Because I know that BLOCK_DIM=16, I have unrolled my loop like that :

tmp = shared_A[ 0][ty] - shared_B[ 0][tx]; ssd += tmp*tmp;

tmp = shared_A[ 1][ty] - shared_B[ 1][tx]; ssd += tmp*tmp;

tmp = shared_A[ 2][ty] - shared_B[ 2][tx]; ssd += tmp*tmp;

tmp = shared_A[ 3][ty] - shared_B[ 3][tx]; ssd += tmp*tmp;

tmp = shared_A[ 4][ty] - shared_B[ 4][tx]; ssd += tmp*tmp;

tmp = shared_A[ 5][ty] - shared_B[ 5][tx]; ssd += tmp*tmp;

tmp = shared_A[ 6][ty] - shared_B[ 6][tx]; ssd += tmp*tmp;

tmp = shared_A[ 7][ty] - shared_B[ 7][tx]; ssd += tmp*tmp;

tmp = shared_A[ 8][ty] - shared_B[ 8][tx]; ssd += tmp*tmp;

tmp = shared_A[ 9][ty] - shared_B[ 9][tx]; ssd += tmp*tmp;

tmp = shared_A[10][ty] - shared_B[10][tx]; ssd += tmp*tmp;

tmp = shared_A[11][ty] - shared_B[11][tx]; ssd += tmp*tmp;

tmp = shared_A[12][ty] - shared_B[12][tx]; ssd += tmp*tmp;

tmp = shared_A[13][ty] - shared_B[13][tx]; ssd += tmp*tmp;

tmp = shared_A[14][ty] - shared_B[14][tx]; ssd += tmp*tmp;

tmp = shared_A[15][ty] - shared_B[15][tx]; ssd += tmp*tmp;

My problem is that it does not speed-up my kernel at all… I thought that unrolling loop increased the performance but maybe I do something wrong!

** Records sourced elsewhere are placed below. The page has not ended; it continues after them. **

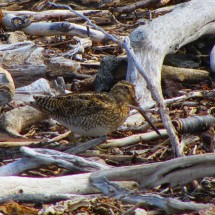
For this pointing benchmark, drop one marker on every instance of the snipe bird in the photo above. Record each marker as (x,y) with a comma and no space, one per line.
(90,113)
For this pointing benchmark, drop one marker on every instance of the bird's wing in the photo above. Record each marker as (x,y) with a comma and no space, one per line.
(86,103)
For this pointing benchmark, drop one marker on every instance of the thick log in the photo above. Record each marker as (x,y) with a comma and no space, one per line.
(166,34)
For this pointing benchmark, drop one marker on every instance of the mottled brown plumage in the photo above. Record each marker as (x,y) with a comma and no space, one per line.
(90,114)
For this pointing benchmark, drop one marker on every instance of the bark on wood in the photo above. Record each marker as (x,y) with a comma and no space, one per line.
(140,4)
(184,74)
(7,88)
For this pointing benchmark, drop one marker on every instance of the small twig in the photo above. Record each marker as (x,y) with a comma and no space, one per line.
(141,111)
(158,97)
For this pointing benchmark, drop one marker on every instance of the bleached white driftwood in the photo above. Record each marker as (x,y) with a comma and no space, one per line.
(15,120)
(136,138)
(166,34)
(175,172)
(50,14)
(39,87)
(21,53)
(35,158)
(178,171)
(55,28)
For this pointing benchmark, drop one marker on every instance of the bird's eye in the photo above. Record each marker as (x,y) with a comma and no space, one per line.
(126,87)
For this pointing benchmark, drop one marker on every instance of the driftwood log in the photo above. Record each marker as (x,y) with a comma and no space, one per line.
(178,171)
(166,34)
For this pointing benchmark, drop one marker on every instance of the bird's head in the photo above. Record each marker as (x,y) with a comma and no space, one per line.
(124,91)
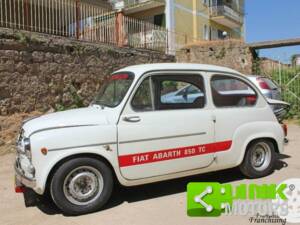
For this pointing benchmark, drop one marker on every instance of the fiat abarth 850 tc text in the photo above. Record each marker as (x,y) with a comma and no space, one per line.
(148,123)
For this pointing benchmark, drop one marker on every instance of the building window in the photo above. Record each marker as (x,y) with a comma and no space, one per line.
(206,2)
(206,32)
(160,20)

What do you think about that?



Well, bank conflicts may prevent you from getting any speedup in this case, what are all threads doing? tx & ty is threadidx.x & y?

We have

tx = threadIdx.x
ty = threadInd.y

The principle is approximatly similar to matrix multiplication (actually I do the difference instead of the multiplication).
I use shared memory for managing non colesced read and write.

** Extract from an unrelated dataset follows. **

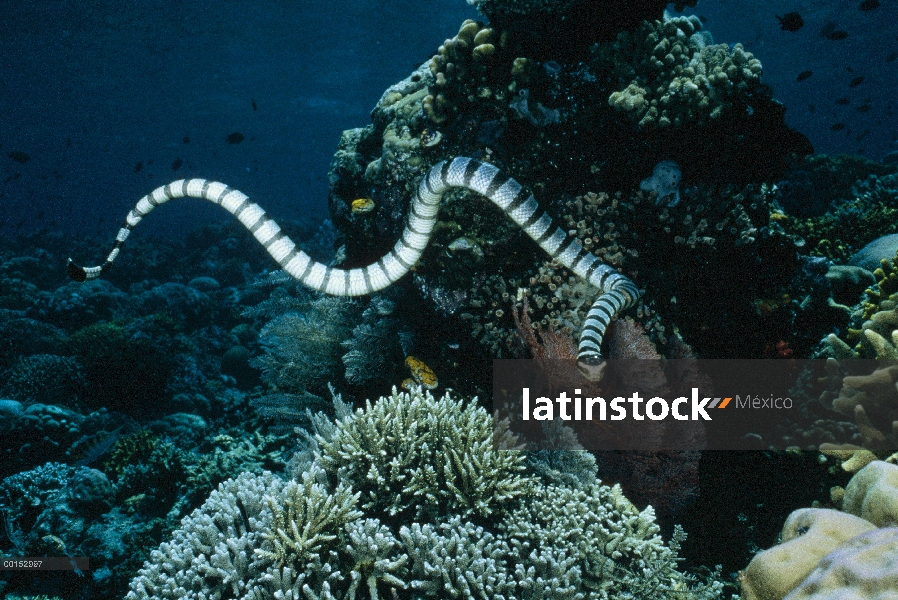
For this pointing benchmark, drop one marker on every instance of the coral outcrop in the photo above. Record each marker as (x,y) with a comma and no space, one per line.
(826,554)
(364,522)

See, blockDim is just 16 (you should atleast have 32 to fill a warp)… What speed up are you expecting???

You are just avoiding 16 branch statements. Are you expecting 16 branch statements to cause “millisecond” delay… You might save at the max 1 or 2 microseconds and thats about it.

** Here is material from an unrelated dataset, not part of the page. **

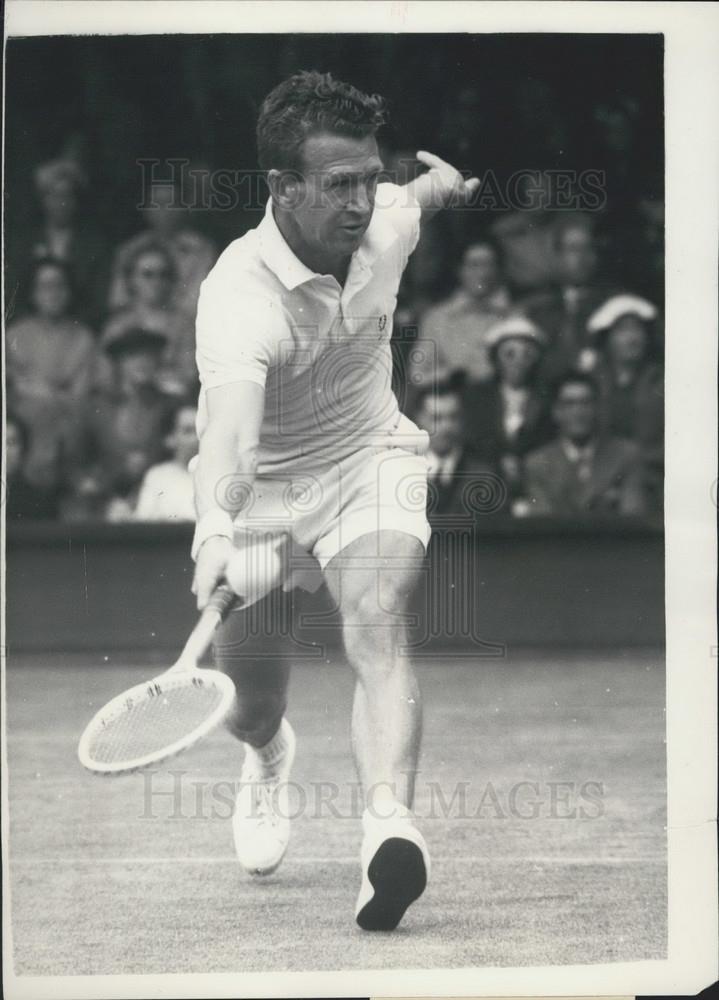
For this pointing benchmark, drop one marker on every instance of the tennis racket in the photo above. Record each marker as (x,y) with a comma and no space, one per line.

Ok, I understand. But I have seen some unroll example (as in reduction example) and the unroll was not more longer… However the gain was approximately 1.5.

Can you explain me when do we need o use unroll?


My guess would be that, if you know the value of BLOCK_DIM as it probably is a hard-coded constant, the compiler knows it as well and unrolls the loop anyway, resulting in you not beeing able to gain any performance by manually doing this.

qUiXui’s guess could be checked with -ptx option given for nvvc. After that both asm codes with useful comments and human-readable labels will be available in <your_source_code>.ptx.